Microstructure Design of Electrolytes for High-Energy-Density Aqueous Batteries

Strengthening water (H2O) interaction is a universal strategy for reducing H2O reactivity, yet often at the expense of kinetics. Here, we unveiled the controllable modulation of molecular structures in aqueous electrolytes and their tailorable electrochemical performance in high-energy aqueous batteries. The H-bond properties and special distributions are identified as crucial parameters to decouple the electrochemical stability and the transport properties of Li+ in the aqueous-based electrolytes. It is found that the mildly solvating ethylene glycol diethyl ether (DEE) is capable of balancing both high-energy Li-ion batteries with a greatly extended electrochemical window of 1.4–5.2 V vs. Li+/Li and high ionic conductivity of 7.2 mS cm–1 at room temperature with a low salt concentration (1.57 mol/L).
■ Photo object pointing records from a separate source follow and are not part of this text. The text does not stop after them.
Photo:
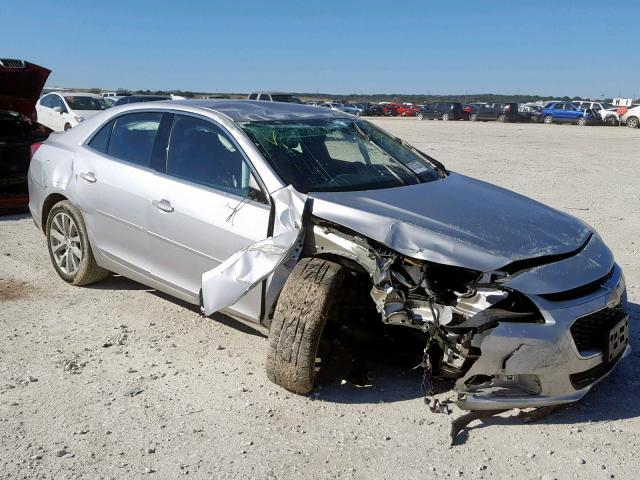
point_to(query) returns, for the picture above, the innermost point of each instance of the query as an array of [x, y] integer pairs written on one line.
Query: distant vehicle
[[274, 97], [567, 112], [20, 83], [63, 110], [140, 98], [405, 110], [342, 108], [500, 112], [442, 111], [389, 109], [531, 113], [606, 111], [632, 117]]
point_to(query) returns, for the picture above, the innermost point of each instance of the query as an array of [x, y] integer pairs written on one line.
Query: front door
[[205, 208], [113, 180]]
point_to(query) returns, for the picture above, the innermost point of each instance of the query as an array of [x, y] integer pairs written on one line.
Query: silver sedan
[[304, 219]]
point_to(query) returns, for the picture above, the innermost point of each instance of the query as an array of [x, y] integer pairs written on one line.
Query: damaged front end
[[505, 349]]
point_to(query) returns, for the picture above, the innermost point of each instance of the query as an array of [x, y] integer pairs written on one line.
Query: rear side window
[[201, 152], [133, 136], [100, 140]]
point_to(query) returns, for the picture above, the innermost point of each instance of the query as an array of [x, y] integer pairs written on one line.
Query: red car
[[20, 86], [407, 110]]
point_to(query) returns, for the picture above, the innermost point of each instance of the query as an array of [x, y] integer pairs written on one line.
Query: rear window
[[133, 136]]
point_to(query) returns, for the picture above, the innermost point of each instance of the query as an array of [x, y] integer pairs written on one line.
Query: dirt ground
[[118, 381]]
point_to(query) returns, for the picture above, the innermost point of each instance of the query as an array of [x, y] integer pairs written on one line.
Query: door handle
[[89, 177], [163, 205]]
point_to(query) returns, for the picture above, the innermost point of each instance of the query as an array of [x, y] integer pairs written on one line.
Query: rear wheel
[[305, 304], [69, 246]]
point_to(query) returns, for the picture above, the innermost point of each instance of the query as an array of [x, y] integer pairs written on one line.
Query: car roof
[[78, 94], [256, 110]]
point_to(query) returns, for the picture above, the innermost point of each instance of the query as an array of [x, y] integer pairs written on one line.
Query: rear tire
[[66, 232], [305, 304]]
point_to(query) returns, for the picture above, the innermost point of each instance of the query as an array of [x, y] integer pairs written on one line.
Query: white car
[[63, 110], [632, 117], [606, 111]]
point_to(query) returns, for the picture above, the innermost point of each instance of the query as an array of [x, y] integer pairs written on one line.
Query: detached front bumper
[[524, 365]]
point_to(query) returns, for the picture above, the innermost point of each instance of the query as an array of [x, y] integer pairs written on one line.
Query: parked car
[[20, 85], [140, 98], [407, 110], [566, 112], [531, 113], [605, 112], [273, 97], [632, 117], [342, 108], [442, 111], [63, 110], [389, 109], [316, 220], [501, 112]]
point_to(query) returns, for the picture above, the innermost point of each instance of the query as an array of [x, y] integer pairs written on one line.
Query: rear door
[[205, 207], [113, 179]]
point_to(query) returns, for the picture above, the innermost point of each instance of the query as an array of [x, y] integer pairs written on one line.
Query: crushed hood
[[455, 221], [20, 85]]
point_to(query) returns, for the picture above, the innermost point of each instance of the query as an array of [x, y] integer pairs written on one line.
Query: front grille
[[591, 331], [10, 63], [586, 378]]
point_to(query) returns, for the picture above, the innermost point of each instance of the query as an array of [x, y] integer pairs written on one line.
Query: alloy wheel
[[66, 246]]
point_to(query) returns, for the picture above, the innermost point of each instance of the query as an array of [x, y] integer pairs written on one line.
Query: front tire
[[69, 247], [305, 304]]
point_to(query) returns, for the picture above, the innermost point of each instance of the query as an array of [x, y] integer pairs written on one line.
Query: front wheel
[[305, 305], [69, 246]]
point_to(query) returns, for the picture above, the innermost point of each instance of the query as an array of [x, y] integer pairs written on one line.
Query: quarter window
[[133, 136], [201, 152]]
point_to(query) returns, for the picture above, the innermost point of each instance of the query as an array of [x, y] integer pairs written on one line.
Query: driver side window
[[201, 152]]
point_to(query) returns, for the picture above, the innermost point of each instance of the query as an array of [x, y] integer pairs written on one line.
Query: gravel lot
[[118, 381]]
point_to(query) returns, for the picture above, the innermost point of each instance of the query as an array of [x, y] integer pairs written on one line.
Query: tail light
[[33, 149]]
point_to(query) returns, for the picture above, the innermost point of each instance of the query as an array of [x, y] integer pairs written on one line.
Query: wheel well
[[49, 202]]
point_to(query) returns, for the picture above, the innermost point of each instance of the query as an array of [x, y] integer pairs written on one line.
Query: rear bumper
[[534, 365]]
LiMn2O4||Li4Ti5O12 aqueous cells deliver outstanding cycling performance over 300 cycles at 1C. One Ah pouch cell is demonstrated with a high energy density of 76.76 Wh kg–1 at 0.2C and stable cycling performance at room temperature and a low temperature of −20 °C. This work provides new insights and strategies to design advanced electrolytes for rechargeable batteries.